Re: [sqlalchemy] Problem with eagerload and lazy='joined'

Ben Chess Sat, 09 Jul 2011 14:07:34 -0700

On Jul 8, 2011, at 8:24 PM, Michael Bayer wrote:

> On Jul 8, 2011, at 6:17 PM, Ben Chess wrote:
> 
>> Hmm, bummer.
>> 
>> We're pretty dependent on detached mode.  We eagerload a bunch of
>> things for the purposes of storing them in memcache, and things don't
>> go well when they're not fully traversable.  
> 
> OK so you're caching.    Actually when I worked with caching a lot I found 
> that I was looking for the objects to exist without their related 
> collections, then I'd use the Beaker recipe so that the collections etc. were 
> cached separately as they were lazy loaded.    It allowed the cache to 
> contain individual collections of things more discretely, rather than several 
> large trees tailored towards some specific loading scenario.    The more 
> granular level collections allowed the retrieval over memcached to not spend 
> time loading things that weren't needed for a particular view.

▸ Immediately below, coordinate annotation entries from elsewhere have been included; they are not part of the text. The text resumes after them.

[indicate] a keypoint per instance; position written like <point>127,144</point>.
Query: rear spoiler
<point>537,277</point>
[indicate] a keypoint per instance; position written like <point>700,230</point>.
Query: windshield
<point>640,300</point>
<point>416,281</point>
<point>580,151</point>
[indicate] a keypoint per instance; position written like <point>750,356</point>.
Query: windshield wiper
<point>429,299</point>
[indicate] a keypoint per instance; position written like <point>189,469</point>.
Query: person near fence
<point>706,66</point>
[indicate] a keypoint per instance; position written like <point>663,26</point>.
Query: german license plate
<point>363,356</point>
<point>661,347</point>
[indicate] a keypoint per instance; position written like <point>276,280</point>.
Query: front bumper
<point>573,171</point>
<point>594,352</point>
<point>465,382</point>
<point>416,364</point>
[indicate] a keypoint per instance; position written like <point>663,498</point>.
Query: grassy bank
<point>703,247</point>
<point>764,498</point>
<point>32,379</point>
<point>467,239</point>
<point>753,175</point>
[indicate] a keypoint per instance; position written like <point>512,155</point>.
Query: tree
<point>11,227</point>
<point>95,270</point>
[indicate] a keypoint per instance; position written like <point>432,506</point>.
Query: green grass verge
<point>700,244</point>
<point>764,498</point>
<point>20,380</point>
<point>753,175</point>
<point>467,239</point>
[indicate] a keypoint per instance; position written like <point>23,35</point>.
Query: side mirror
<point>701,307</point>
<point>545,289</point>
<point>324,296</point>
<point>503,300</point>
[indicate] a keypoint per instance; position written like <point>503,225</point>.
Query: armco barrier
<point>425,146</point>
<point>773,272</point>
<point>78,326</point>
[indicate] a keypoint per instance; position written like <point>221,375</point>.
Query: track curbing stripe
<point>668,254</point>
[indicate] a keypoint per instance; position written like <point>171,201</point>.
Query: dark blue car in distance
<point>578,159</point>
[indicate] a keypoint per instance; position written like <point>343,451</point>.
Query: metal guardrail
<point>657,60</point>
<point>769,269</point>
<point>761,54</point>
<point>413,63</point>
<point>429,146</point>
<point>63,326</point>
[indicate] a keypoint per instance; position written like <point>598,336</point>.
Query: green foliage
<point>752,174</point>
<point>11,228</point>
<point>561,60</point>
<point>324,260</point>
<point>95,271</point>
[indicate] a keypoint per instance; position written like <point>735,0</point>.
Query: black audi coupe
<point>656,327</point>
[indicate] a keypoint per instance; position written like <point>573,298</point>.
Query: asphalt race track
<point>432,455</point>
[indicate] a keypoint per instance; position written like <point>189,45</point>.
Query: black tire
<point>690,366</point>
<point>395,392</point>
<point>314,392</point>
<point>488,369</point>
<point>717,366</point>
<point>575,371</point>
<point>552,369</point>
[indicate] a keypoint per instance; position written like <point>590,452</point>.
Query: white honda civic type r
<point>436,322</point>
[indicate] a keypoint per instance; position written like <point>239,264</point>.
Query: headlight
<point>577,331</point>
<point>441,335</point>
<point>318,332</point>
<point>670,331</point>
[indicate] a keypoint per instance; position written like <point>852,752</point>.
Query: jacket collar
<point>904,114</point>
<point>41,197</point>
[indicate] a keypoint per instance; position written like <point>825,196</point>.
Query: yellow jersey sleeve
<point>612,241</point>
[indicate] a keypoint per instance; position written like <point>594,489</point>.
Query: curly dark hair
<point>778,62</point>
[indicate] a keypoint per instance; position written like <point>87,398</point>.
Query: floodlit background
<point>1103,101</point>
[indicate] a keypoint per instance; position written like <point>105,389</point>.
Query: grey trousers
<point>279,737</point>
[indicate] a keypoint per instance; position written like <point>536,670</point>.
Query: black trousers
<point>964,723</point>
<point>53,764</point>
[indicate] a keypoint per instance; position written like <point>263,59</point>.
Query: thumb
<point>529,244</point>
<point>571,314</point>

Okay, but let's not get off topic.  How the results are cached has nothing to 
do with the fact that eagerload just isn't reliable.  If I eagerload a few 
objects in, I'd expect that that no further SQL queries will be necessary to 
use those objects.  That's currently not the case.

I experimented a bit with trying to to intelligently recurse down the paths 
defined by the eagers and see if there are any unloaded objects.  I didn't 
quite know what to do in the case of lists.  It felt like I was going to have 
to re-write a lot of things that the populators already do.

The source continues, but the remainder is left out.